Ainda segundo o laudo, concluiu que o “sistema de drenagem para escoamento das águas pluviais estava comprometido, e o sistema de recirculação do chorume era ineficaz”. Naquele mesmo ano, a antiga Secima realizou uma vistoria no aterro, constatando irregularidades no descarte de resíduos no local. Também em 2015, a Delegacia Estadual de Repressão a Crimes contra o Meio Ambiente (Dema) instaurou inquérito policial para investigar possíveis crimes ambientais, e constatou problemas “no sistema de drenagem superficial do lixiviado (chorume)” e “que o tratamento ali utilizado (para o chorume) era ineficaz.”

Em 2018, em uma nova vistoria, a Secima constatou que o aterro estava descumprindo a licença ambiental vigente até dezembro de 2022. Por isso, lavrou auto de infração ao município. Não há detalhamento de quais seriam as infrações cometidas, e quais as penalidades. O Daqui questionou à Semad, mas não obteve retorno até o fechamento desta matéria. 

Após alegações do município, que justificou que os problemas já estavam sendo sanados, a juíza Vanessa Estrela Gertrudes apontou na sentença judicial que as “medidas paliativas que o Poder Público tomou até o presente momento foram inúteis”. “As condições em que ocorre o atual lançamento de efluentes em mananciais ou no solo do Município de Aparecida de Goiânia estão em claro desacordo com as normas ambientais, havendo riscos de comprometimento do meio ambiente e, consequentemente, do equilíbrio ecológico”, ponderou a magistrada. 
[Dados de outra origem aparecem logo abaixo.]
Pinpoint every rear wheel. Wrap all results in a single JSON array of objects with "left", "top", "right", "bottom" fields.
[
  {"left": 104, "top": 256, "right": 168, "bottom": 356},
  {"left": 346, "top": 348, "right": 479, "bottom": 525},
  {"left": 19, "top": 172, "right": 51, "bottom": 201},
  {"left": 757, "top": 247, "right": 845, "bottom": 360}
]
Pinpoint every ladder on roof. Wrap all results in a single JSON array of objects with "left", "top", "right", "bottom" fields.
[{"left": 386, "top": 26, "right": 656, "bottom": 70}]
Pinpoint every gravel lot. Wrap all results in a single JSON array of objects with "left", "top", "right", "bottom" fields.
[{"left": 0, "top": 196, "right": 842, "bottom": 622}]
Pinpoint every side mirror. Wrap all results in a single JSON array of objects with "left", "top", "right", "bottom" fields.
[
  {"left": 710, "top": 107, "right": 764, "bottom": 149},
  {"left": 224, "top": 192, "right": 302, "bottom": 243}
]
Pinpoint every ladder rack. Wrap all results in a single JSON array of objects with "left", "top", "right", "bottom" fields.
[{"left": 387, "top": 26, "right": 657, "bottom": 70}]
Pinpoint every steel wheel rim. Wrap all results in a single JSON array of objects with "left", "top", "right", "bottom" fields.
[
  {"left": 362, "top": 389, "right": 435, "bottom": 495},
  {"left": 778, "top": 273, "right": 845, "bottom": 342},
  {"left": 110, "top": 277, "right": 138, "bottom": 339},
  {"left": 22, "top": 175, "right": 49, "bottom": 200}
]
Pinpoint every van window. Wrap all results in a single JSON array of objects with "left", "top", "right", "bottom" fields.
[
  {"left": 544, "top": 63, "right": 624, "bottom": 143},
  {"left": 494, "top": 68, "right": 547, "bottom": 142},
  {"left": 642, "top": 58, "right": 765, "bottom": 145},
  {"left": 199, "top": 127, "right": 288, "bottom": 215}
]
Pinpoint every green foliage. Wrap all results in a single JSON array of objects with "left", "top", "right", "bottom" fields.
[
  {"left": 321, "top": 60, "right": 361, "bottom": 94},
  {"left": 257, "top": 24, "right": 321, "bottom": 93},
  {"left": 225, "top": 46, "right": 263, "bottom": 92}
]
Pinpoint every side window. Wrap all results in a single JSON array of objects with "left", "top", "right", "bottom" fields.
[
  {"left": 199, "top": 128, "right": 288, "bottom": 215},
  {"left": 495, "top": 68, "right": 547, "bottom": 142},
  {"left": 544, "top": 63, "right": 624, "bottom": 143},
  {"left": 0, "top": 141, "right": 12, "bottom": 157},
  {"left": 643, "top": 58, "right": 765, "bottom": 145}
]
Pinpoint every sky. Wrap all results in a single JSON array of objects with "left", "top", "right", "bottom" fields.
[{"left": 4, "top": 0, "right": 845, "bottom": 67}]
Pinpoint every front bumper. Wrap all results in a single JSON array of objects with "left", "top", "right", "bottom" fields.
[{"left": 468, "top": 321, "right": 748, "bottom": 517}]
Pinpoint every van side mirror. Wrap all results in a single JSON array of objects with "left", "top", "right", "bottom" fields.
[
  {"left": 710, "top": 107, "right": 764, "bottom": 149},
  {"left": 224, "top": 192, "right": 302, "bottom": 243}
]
Ela acrescentou ainda que a omissão da administração “contribuiu para o quadro de degradação ambiental”. “Principalmente diante das várias infrações cometidas, ora por descumprir as condicionantes da licença de funcionamento, ora por deixar de apresentar relatórios, bem como por lançar ou liberar poluentes nas águas, no ar ou no solo.”